Lipofectin Transfection of 1° Neonatal Cardiocytes
1) Lipofectin reagent - 1 mg/ml BRL cat. no. 82925A store at 4°C
2) Bi°Coat Tissue Culture Plates 60mm Dish - Collab. Research cat. no. 40401
3) Opti-MEM-Gibco cat. no. 320-1985AJ store at 4°C in dark
4) 12 X 75 mm polystyrene sterile tabes - Falcon cat. no. 2003
1. Plate 2 X 106 cells on 60 mm collagen-coated tissue culture plate (Collab Res).
2. 24 hr. after plating change media to new nutrient media (see myocyte isolation protocal)
3. The following AM (36 h post isolation). Spin down DNA1, sterilly wash with ETOH and dry in laminar flow hood.
4. Add 50 ug (50 ul) of lipofectin reagent2 to 1.5 ml Opti-MEM in polystyrene snap cap sterile tube. Resuspend DNA in 100 ul of Opti-MEM and add to 1.4 ml of Opti- MEM in a separate polystyrene snap-cap tube. Add DNA to lipofectin and mix by inversion.
5. Pipette off nutrient media from cells and add 3 ml of Opti-MEM/DNA/lipofectin to cells.
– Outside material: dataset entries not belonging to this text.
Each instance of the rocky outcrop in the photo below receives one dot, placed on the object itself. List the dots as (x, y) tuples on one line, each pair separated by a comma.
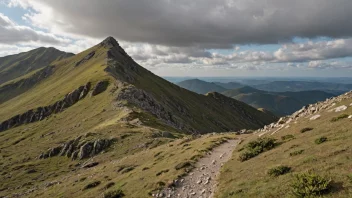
[(78, 148), (148, 103), (312, 112), (100, 87), (86, 58), (41, 113)]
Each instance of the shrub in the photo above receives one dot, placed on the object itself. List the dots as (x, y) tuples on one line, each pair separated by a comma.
[(91, 185), (256, 147), (114, 194), (280, 170), (343, 116), (321, 140), (306, 129), (162, 172), (183, 165), (287, 137), (109, 185), (310, 184), (350, 177), (294, 153)]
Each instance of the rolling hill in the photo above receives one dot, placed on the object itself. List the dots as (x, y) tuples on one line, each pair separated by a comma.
[(294, 86), (312, 144), (201, 87), (280, 103), (14, 66), (97, 123)]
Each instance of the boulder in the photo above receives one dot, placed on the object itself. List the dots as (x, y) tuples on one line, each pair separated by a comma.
[(100, 87), (85, 91)]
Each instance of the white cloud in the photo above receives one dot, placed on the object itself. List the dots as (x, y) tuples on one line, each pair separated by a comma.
[(205, 23), (11, 33)]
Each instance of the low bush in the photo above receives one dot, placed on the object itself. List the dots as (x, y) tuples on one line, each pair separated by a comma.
[(109, 185), (280, 170), (294, 153), (321, 140), (91, 185), (183, 165), (256, 147), (306, 129), (310, 184), (114, 194), (162, 172), (287, 137), (340, 117)]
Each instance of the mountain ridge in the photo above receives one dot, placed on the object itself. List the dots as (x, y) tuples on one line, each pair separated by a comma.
[(14, 66)]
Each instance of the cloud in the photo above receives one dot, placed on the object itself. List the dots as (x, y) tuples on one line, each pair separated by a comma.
[(328, 65), (205, 23), (322, 50), (11, 33)]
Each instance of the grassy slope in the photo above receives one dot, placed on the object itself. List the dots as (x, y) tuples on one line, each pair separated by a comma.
[(331, 159), (136, 144), (66, 78), (280, 103), (14, 66)]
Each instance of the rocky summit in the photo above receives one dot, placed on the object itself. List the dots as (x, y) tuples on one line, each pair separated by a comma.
[(101, 109)]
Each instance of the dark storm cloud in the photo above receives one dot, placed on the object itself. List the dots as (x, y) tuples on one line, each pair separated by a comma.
[(11, 33), (204, 23)]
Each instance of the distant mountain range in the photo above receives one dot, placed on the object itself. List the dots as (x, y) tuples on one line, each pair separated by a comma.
[(282, 86), (280, 103)]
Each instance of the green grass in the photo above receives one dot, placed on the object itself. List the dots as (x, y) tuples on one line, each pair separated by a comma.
[(114, 194), (298, 152), (321, 140), (279, 170), (310, 185), (256, 147), (306, 129), (330, 159), (287, 137), (340, 117)]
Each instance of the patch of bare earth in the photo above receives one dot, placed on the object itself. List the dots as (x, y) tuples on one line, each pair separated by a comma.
[(201, 181)]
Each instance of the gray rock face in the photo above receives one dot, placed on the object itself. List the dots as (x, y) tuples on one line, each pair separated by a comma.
[(85, 91), (147, 102), (78, 148), (41, 113), (100, 87), (310, 111)]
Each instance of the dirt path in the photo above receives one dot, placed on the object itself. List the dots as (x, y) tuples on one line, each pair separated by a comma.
[(201, 182)]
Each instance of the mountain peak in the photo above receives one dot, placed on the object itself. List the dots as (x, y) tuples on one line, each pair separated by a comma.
[(110, 42)]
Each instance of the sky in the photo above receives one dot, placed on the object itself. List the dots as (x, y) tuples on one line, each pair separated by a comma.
[(275, 38)]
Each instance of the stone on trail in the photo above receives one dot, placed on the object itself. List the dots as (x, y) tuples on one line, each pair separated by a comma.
[(340, 108), (315, 117)]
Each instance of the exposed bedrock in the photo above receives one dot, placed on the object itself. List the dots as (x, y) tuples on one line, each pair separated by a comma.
[(41, 113), (78, 148)]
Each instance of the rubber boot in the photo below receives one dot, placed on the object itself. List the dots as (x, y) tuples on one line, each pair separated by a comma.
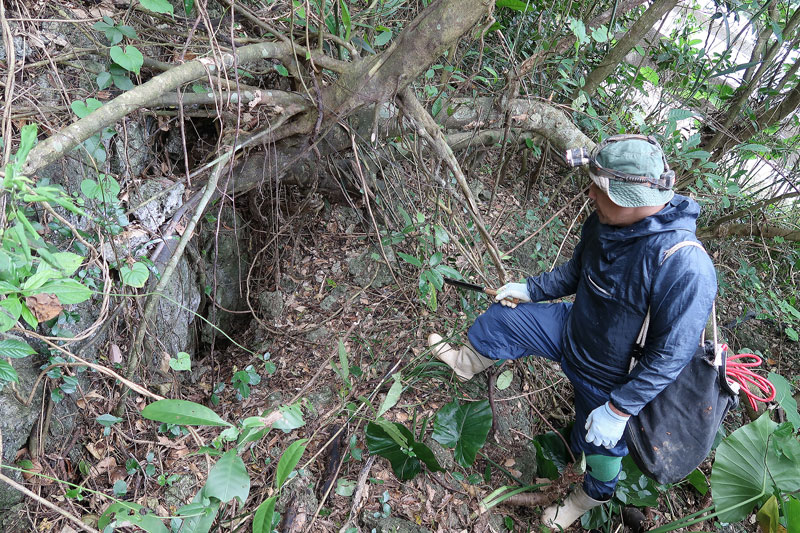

6. Incubate 37°C, 5% CO2 X 5 hr3
7. Remove Opti-MEM. Add back nutrient media.
8. Harvest at 60 h
1. The amount of DNA (2-20 ug) must be optimized to the cell type.
2. The amount of lipofectin must be optimized to the cell type.
3. The optimal time of exposure to lipofectin reagent must be empirically determined.